Want To Become A Better Cook? A Personal Chef Reveals Her Secrets
The Dilemma: You love to cook, but your kitchen looks like a tornado when you're finished. You find a recipe, buy the ingredients and start to cook. Two hours later, you are still on step three because you are paralyzed by clutter and inefficiency. You would love to find a way to stay organized in the kitchen, but you're not sure where to start.
The Solution: There is a better way, and it will save you a lot of time and energy. It takes some initial effort as you have spend time organizing before you start cooking, but once you get the hang of it, you'll be one step closer to becoming an efficient cook. Your kitchen will feel calmer and so will you.
1. Always start with a clean kitchen.
Empty the dishwasher, wash the dishes and make sure your counters are clear. Trying to cook in a cluttered kitchen is going to take more time and create stress, confusion and chaos.
2. Read the recipe from start to finish before you start so you know exactly what you have to do.
Visualize each step. If you are reading the recipe as you go, I can promise this will double or triple the time you spend in the kitchen. Same goes if you are not using a recipe — think through what you are making.

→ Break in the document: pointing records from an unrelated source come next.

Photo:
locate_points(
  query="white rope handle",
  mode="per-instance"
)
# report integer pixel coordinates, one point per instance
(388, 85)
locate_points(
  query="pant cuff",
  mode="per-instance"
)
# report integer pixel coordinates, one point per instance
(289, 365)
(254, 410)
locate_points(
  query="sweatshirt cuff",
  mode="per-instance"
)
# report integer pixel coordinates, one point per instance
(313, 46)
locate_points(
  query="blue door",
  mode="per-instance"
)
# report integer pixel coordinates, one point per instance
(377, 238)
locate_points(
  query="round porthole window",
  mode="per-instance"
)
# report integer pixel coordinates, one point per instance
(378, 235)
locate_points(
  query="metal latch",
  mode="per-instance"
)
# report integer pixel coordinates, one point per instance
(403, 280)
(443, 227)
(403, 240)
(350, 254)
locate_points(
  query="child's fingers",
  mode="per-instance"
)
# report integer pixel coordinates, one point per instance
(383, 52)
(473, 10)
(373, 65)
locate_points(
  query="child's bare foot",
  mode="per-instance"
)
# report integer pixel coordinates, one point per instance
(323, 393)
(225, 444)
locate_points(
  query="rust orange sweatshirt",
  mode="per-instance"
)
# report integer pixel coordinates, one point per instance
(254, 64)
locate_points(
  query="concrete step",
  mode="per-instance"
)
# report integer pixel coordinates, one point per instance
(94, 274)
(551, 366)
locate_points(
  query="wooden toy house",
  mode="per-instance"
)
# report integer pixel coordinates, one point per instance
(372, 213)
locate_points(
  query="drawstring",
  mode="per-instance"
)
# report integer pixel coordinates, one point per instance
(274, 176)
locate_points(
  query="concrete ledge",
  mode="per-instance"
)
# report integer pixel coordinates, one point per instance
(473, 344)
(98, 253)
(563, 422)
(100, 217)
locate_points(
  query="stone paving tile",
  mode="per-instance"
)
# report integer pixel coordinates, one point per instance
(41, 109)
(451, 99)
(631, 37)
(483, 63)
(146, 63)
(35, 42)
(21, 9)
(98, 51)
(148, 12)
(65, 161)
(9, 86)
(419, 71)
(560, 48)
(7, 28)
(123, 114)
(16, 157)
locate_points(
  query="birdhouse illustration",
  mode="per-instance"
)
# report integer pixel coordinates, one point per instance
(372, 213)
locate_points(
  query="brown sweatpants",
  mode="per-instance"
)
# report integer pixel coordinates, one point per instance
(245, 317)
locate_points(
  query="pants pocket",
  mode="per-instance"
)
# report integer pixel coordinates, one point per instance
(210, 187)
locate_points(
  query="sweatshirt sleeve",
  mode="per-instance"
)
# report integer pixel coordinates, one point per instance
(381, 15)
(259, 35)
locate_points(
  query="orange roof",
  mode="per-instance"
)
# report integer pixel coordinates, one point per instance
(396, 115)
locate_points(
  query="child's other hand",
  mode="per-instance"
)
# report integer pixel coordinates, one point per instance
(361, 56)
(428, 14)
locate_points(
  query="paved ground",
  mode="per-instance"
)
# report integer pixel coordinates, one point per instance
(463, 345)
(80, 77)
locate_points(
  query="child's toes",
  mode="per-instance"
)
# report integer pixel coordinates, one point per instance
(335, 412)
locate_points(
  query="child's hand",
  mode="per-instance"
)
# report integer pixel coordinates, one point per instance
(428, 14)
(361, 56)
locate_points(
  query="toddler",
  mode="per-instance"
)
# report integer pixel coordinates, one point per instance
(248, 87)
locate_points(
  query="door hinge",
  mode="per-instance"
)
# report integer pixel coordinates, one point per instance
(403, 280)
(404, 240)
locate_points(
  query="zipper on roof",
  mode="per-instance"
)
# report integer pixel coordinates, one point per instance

3. First, take out the equipment you need for the recipe.
If the recipe calls for boiling pasta, you’ll need a large saucepan and a colander to drain. If you are making a sauce, you’ll need a smaller saucepan, perhaps a food processor and a vegetable peeler. If your recipe calls for five different ingredients have five bowls ready so that when you've finished chopping, you have a place to put your ingredients. Take out absolutely everything you need before you begin. No matter what, you are likely going to need a chef knife and a cutting board (both integral parts of cooking). Take those out first.
4. Now, take out the ingredients you need for your recipe.

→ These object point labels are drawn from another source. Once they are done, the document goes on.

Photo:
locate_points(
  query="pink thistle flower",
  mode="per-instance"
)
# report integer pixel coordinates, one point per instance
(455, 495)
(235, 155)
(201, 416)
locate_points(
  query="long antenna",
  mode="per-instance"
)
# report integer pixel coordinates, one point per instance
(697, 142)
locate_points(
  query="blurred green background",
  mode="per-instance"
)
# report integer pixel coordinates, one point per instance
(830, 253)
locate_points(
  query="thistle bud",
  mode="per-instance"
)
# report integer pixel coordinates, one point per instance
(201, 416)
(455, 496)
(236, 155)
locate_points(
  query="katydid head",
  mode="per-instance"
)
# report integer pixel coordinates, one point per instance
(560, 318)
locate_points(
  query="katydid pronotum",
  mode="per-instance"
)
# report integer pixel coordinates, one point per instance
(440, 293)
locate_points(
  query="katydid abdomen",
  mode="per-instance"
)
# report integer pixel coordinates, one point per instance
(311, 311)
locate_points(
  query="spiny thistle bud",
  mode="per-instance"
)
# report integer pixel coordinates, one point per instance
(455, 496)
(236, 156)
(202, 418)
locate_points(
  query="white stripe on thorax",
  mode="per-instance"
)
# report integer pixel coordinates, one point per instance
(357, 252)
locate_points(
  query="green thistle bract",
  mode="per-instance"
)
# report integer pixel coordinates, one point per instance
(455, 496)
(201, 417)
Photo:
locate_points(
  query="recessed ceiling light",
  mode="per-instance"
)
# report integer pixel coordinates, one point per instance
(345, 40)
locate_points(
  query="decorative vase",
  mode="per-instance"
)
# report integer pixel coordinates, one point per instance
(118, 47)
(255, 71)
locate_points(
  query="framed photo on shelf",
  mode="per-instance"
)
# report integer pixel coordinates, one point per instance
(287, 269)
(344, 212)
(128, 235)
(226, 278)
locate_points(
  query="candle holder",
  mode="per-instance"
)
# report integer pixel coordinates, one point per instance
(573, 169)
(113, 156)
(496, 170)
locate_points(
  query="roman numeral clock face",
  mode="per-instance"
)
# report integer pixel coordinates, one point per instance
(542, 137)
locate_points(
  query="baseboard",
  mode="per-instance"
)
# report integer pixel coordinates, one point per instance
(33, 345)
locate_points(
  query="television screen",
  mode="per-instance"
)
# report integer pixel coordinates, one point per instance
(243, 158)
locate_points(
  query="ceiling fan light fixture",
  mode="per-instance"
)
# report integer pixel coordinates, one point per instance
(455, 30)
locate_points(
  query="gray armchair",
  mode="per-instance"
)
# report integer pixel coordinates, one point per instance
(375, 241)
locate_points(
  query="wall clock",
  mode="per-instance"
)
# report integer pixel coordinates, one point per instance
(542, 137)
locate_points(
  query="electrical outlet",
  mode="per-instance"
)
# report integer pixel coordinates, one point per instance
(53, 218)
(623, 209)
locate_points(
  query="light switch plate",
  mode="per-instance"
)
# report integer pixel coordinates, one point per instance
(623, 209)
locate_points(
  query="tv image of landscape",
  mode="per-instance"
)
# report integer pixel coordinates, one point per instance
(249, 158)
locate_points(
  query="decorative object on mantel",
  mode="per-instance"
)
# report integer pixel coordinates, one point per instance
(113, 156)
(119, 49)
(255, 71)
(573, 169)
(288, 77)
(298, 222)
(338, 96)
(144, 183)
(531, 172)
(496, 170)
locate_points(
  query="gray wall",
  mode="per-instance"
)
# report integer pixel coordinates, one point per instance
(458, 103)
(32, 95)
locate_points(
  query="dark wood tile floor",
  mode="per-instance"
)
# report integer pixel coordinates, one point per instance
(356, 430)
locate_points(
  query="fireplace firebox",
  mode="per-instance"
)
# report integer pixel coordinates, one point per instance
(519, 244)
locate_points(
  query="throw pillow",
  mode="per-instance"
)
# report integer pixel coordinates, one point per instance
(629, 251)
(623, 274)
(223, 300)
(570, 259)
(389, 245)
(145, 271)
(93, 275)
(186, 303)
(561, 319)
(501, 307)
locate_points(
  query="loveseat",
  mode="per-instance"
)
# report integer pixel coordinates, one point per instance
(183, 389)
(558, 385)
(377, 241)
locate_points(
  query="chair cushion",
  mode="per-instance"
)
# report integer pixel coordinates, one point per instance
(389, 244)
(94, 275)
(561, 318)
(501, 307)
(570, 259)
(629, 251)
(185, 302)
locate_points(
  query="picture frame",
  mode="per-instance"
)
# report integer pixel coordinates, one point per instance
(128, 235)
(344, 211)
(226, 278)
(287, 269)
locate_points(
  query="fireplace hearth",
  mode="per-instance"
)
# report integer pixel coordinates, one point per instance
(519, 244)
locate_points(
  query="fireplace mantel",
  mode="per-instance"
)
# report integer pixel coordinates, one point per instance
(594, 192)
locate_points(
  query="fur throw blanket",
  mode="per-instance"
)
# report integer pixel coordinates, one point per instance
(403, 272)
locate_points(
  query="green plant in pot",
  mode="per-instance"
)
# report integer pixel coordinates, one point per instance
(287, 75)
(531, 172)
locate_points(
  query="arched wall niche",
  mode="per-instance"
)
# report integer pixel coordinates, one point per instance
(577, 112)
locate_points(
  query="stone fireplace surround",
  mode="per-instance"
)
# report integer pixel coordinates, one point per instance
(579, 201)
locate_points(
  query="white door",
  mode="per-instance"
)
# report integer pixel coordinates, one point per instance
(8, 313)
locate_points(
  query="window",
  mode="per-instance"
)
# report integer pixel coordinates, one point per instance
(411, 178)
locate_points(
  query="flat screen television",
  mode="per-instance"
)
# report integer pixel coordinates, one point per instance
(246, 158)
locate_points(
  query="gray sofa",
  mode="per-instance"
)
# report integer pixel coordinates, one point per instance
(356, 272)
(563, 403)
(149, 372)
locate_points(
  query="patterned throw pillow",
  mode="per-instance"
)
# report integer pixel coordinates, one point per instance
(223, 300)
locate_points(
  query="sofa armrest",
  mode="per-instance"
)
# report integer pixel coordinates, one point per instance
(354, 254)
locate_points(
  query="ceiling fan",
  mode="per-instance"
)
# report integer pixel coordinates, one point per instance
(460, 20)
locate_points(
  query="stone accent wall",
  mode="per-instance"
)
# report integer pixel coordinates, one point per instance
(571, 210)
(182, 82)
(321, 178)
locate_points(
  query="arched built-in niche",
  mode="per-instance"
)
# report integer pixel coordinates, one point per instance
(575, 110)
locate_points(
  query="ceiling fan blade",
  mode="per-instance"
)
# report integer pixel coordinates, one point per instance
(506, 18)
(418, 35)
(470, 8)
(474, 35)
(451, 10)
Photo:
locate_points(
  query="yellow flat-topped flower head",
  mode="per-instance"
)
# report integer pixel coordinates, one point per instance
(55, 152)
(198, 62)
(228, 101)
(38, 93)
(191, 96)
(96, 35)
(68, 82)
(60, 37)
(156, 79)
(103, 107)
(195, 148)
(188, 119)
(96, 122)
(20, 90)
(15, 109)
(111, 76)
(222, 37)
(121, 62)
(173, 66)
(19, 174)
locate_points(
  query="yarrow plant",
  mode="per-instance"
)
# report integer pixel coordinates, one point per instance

If using a variety of vegetables, it helps to have one large bowl to place them in. If you only need one stick of celery, don’t take the whole bunch out — snap off what you need and place the rest back in the fridge. The less clutter you create in the kitchen, the less time cooking is going to take.
5. Before you begin cooking, chop.
Chop your veggies, your meat, your tofu, etc. and measure out your liquids and spices. Place these in small bowls. If you’re not a fan of washing a bunch of bowls, use one cookie sheet and make small piles of each ingredient. This process is called a mise-en-place and it’s professional cooking basics 101.
6. Plan ahead.
If you know you are cooking an ingredient that has a longer cook time — like brown rice — put that on first.

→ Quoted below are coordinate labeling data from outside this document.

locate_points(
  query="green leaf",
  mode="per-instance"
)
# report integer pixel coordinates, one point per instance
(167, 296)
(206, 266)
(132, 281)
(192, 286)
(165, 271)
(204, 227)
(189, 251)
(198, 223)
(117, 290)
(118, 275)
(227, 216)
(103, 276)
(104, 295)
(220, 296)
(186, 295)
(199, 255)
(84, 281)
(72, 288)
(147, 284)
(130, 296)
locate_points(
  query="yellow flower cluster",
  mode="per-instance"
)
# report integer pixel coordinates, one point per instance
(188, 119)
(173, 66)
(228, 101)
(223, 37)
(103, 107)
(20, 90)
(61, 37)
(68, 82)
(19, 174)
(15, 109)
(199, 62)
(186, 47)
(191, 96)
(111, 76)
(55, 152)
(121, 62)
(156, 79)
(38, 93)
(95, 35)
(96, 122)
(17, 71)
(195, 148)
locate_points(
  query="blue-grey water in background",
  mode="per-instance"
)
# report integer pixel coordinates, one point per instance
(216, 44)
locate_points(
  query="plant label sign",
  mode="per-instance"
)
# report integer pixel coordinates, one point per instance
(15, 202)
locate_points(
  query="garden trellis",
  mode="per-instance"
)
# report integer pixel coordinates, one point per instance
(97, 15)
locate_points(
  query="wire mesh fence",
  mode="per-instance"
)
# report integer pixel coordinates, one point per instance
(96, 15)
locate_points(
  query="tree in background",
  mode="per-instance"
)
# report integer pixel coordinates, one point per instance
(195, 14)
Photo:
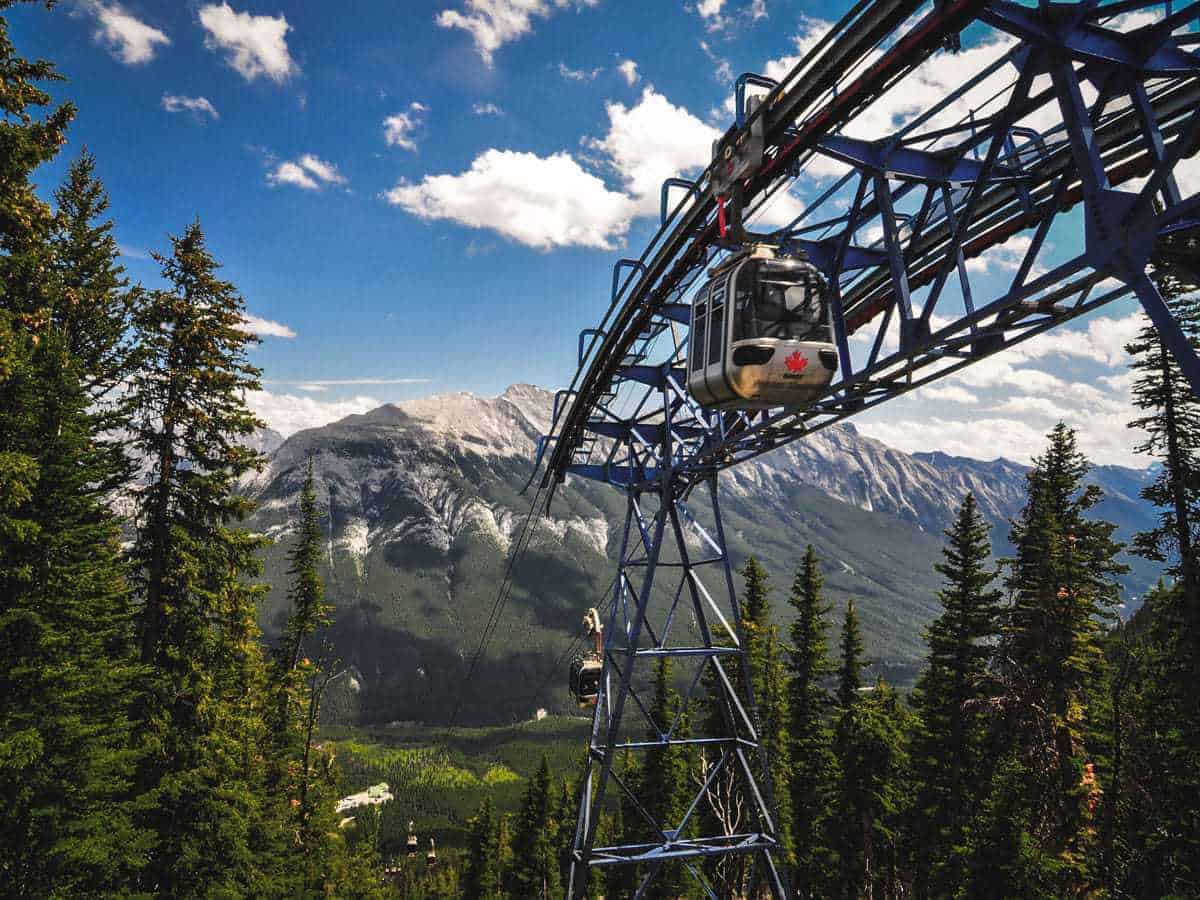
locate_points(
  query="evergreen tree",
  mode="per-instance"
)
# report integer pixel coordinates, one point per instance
(811, 754)
(767, 679)
(1171, 425)
(483, 879)
(66, 670)
(1170, 651)
(1061, 582)
(95, 309)
(850, 669)
(534, 846)
(202, 714)
(66, 623)
(846, 834)
(949, 756)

7. If you’ve already measured out an ingredient and no longer need it for your recipe, put it away immediately.
Getting into this habit also reduces kitchen clutter, which saves you time, and keeps your ingredients fresh for next time.
8. Place your favorite salt nearby in an easily accessible small bowl.
I leave mine on the counter. Whatever cooking oil you use should be accessible as well. Salt and oil are the fundamentals of cooking and you need them handy.
9. Place all your baking supplies in one basket in the pantry.
This way baking powder, baking soda, flour, cinnamon, vanilla extract, basically all the ingredients you need for your recipe are handy in one place.
10. Lastly, clean as you go.
This gets easier over time. Don’t let the dishes pile up until you’re done cooking. I like having a plastic bin near the sink to put my dirty dishes so that the sink is clear if I need to wash vegetables or use a colander.
Practice these skills. Over time, you will find yourself with a clean kitchen by the time dinner is ready.